A sweep of changes to employment law are coming into force this year. From April 2020 we can expect a number of reforms.

We have set out a brief summary below of the major changes to be aware of. If you would like further information or advice on the changes, please get in contact with us.

Contract reform

From 6 April 2020 employers will need to make changes to comply with new rules in relation to section 1 statements. These changes will apply to any person who starts work on or after 6 April and these are detailed below:

  • The obligation on employers to provide section 1 statements will be extended to workers (as well as employees).
  • The one–month service requirement before an employee, and now a worker, is entitled to receive their section 1 statements will no longer apply. Employees and workers will be entitled to receive their section 1 statements from ‘day one’.
  • The minimum requirements for these statements have been extended and include information on matters such probation, days of the week worked, training etc.  Please contact us for a full list.

Holiday Pay

From 6 April, the reference period used to calculate statutory holiday pay will increase from 12 weeks to 52 weeks.  This will ensure that workers who do not have a regular working pattern throughout the year are not disadvantaged by taking their holiday at a quiet time of the year when their weekly pay might be lower.

The 52-week reference period will apply to all calculations of statutory holiday pay under the WTR 1998 in which the 12-week reference period would otherwise have been used (in other words, workers with no normal working hours, and workers with normal working hours whose pay varies with the amount of work done or the times or days on which it is done).

The government intends to launch a campaign to boost awareness of holiday and holiday pay rights among employers and individuals. This will include new guidance (produced in conjunction with Acas) with real life examples to support the interpretation of holiday pay rules.

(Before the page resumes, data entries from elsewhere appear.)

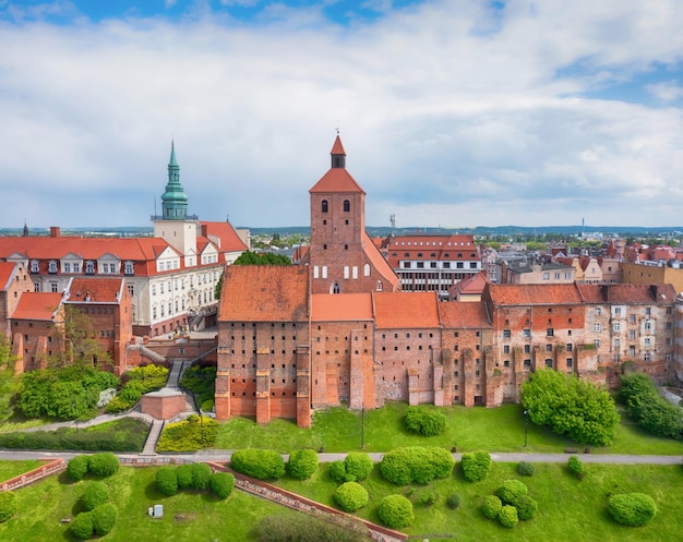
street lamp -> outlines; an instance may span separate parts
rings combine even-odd
[[[529,441],[529,409],[524,411],[524,447],[527,447]]]

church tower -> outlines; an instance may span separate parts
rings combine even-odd
[[[168,182],[161,194],[161,215],[153,216],[154,237],[160,237],[185,258],[185,265],[196,265],[196,216],[188,216],[188,196],[180,184],[180,167],[176,160],[176,145],[171,141],[168,160]]]
[[[329,170],[309,190],[312,293],[394,291],[398,278],[366,232],[366,192],[346,170],[337,135]]]

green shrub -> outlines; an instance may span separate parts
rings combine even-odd
[[[16,495],[12,491],[0,493],[0,523],[3,523],[16,511]]]
[[[206,463],[192,463],[192,485],[194,490],[205,490],[211,481],[211,467]]]
[[[104,537],[117,521],[118,511],[111,503],[99,505],[92,513],[93,531],[98,537]]]
[[[173,467],[161,467],[156,471],[156,489],[161,495],[175,495],[178,493],[178,469]]]
[[[283,457],[272,449],[238,449],[231,462],[236,471],[259,480],[276,480],[285,474]]]
[[[446,417],[438,410],[424,407],[408,407],[404,415],[404,424],[410,433],[422,436],[436,436],[446,429]]]
[[[517,517],[523,521],[534,518],[538,511],[538,503],[529,495],[519,495],[513,506],[517,508]]]
[[[81,504],[85,511],[91,511],[97,508],[100,504],[105,504],[109,501],[109,490],[104,482],[92,482],[83,492],[81,497]]]
[[[110,451],[93,454],[87,460],[87,470],[96,477],[110,477],[119,471],[119,458]]]
[[[192,465],[180,465],[176,468],[176,478],[178,479],[179,490],[189,490],[192,487]]]
[[[570,469],[570,472],[579,480],[583,480],[586,475],[586,469],[584,468],[584,463],[576,456],[570,457],[570,460],[567,461],[567,469]]]
[[[481,482],[491,470],[491,455],[488,451],[466,451],[460,460],[463,474],[470,482]]]
[[[631,527],[649,523],[657,514],[655,499],[645,493],[612,495],[608,509],[614,521]]]
[[[358,482],[345,482],[334,492],[334,499],[344,511],[356,511],[368,504],[368,491]]]
[[[289,455],[287,472],[297,480],[308,480],[317,470],[317,454],[313,449],[298,449]]]
[[[79,514],[69,526],[72,534],[81,540],[87,540],[93,535],[93,513],[82,511]]]
[[[446,506],[452,510],[458,508],[460,506],[460,495],[458,495],[457,493],[451,493],[451,495],[448,495],[448,498],[446,498]]]
[[[501,508],[501,511],[498,513],[498,520],[503,527],[512,529],[519,522],[519,518],[517,517],[517,508],[511,505],[504,505]]]
[[[534,463],[530,463],[528,461],[519,461],[517,463],[517,474],[520,474],[523,477],[532,477],[535,472],[536,467],[534,467]]]
[[[378,508],[382,522],[392,529],[408,527],[415,521],[412,503],[403,495],[388,495],[382,499]]]
[[[352,475],[347,477],[346,463],[344,461],[333,461],[329,463],[329,478],[335,483],[355,482],[356,479]]]
[[[344,459],[346,474],[352,475],[357,482],[363,481],[374,468],[372,458],[364,451],[349,451]]]
[[[517,497],[526,495],[528,491],[526,484],[519,480],[505,480],[495,494],[504,504],[513,504]]]
[[[235,475],[230,472],[214,472],[208,486],[218,498],[228,498],[235,487]]]
[[[489,519],[498,519],[498,515],[503,508],[503,503],[495,495],[489,495],[481,504],[481,513]]]
[[[410,446],[387,451],[380,462],[380,472],[396,485],[426,484],[451,475],[454,465],[453,455],[444,448]]]
[[[83,480],[83,477],[87,473],[88,460],[88,456],[75,456],[69,460],[67,473],[71,480],[75,482]]]

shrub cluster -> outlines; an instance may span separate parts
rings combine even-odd
[[[410,433],[435,436],[446,429],[446,417],[438,410],[426,407],[408,407],[404,415],[404,424]]]
[[[657,514],[655,499],[645,493],[612,495],[608,509],[614,521],[631,527],[649,523]]]
[[[104,424],[103,424],[104,425]],[[124,418],[76,431],[60,427],[56,431],[0,433],[0,448],[12,449],[74,449],[86,451],[142,451],[149,426],[140,420]]]
[[[344,461],[329,465],[329,477],[336,483],[361,482],[370,475],[374,462],[364,451],[349,451]]]
[[[317,454],[313,449],[298,449],[289,455],[287,472],[297,480],[308,480],[317,470]]]
[[[12,491],[0,493],[0,523],[10,519],[16,513],[16,494]]]
[[[272,449],[238,449],[231,463],[236,471],[259,480],[276,480],[285,474],[283,457]]]
[[[488,451],[466,451],[460,460],[463,474],[470,482],[481,482],[491,470],[491,455]]]
[[[623,375],[619,399],[626,406],[628,414],[648,433],[683,438],[681,409],[659,395],[648,375]]]
[[[392,529],[408,527],[415,521],[412,503],[403,495],[388,495],[382,499],[378,508],[382,522]]]
[[[358,482],[344,482],[333,496],[344,511],[356,511],[369,502],[368,491]]]
[[[444,448],[409,446],[387,451],[380,463],[380,472],[396,485],[424,484],[453,472],[455,459]]]
[[[196,451],[216,444],[218,426],[213,418],[192,414],[187,420],[164,427],[156,449],[158,451]]]
[[[92,456],[75,456],[67,465],[67,473],[72,480],[82,480],[86,473],[96,477],[110,477],[119,471],[119,458],[110,451],[93,454]]]
[[[570,457],[567,461],[567,469],[570,472],[574,474],[579,480],[583,480],[586,475],[586,469],[584,468],[584,462],[576,456]]]

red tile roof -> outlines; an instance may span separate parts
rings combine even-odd
[[[311,296],[313,322],[372,320],[371,293],[314,293]]]
[[[374,292],[378,329],[440,327],[436,292]]]
[[[224,275],[219,320],[308,321],[309,269],[297,265],[230,265]]]
[[[439,303],[441,324],[446,328],[491,327],[483,303],[442,301]]]
[[[488,286],[495,305],[578,304],[576,285],[493,285]]]
[[[85,278],[74,277],[69,288],[67,303],[118,303],[122,278]]]
[[[321,179],[317,181],[310,193],[352,193],[362,192],[366,193],[360,184],[356,182],[356,179],[345,168],[331,168]]]
[[[51,321],[61,302],[61,293],[24,292],[19,299],[12,320]]]

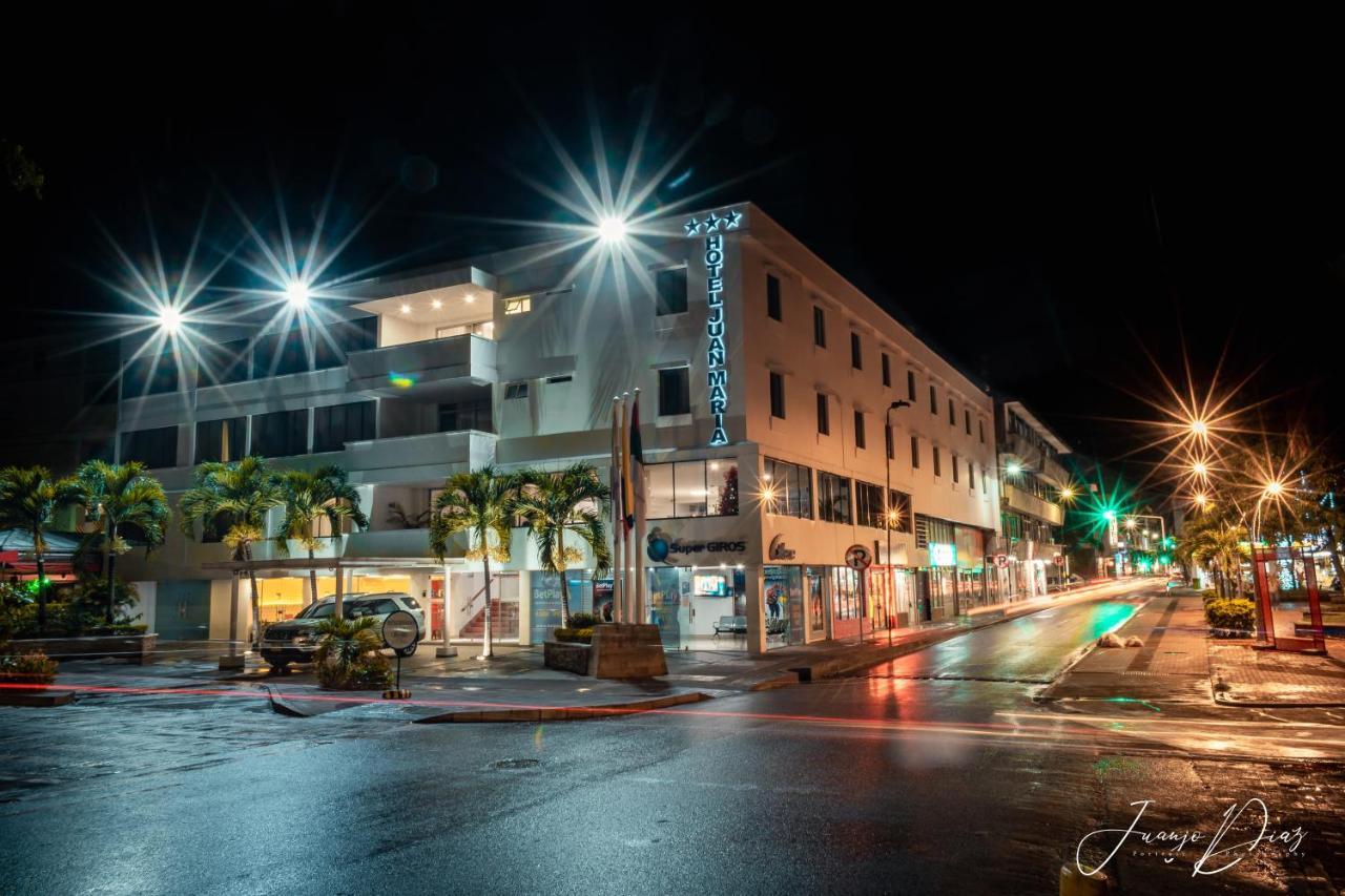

Parental Bereavement Leave

Please see article below for further details.

Termination Payment Changes

As of 6 April, all ex-gratia termination payments above £30,000 will be subject to deductions NICs as well as income tax.

The first £30,000 of a termination payment is exempt from tax and NICs. Currently, tax is payable on sums above this amount, but NICs are not chargeable. As of April 2020, NICs will also be chargeable on payments above the £30,000. Payment relating solely to the termination of employment will continue to be exempt from employee NICs.

National Minimum Wage

Following the recommendations of the Low Pay Commission, the government will increase the national minimum wage from April 2020 to the following rates:

  • Apprentices: £4.15 an hour;
  • 16-17 year olds: £4.55 an hour;
  • 18-20 year olds: £6.45 an hour;
  • 21-24 year olds: £8.20 an hour;
  • National living wage (workers aged 25 and over): £8.72 an hour.

IR35

Changes to IR35 will also apply from April 2020. This will impact end clients above a certain size that use the services of individuals who are engaged through an intermediary (usually their own personal service company or “PSC”) but would be classed as an employee if they contracted directly with the client.  The rules are designed to combat tax avoidance by ensuring these individuals (often referred to as off-payroll workers) pay the same tax and National Insurance contributions as employees.  The changes impact all arrangements where payments are received on or after 6 April, therefore businesses, contractors and agencies will need to carry out any necessary steps to ensure compliance well before this date.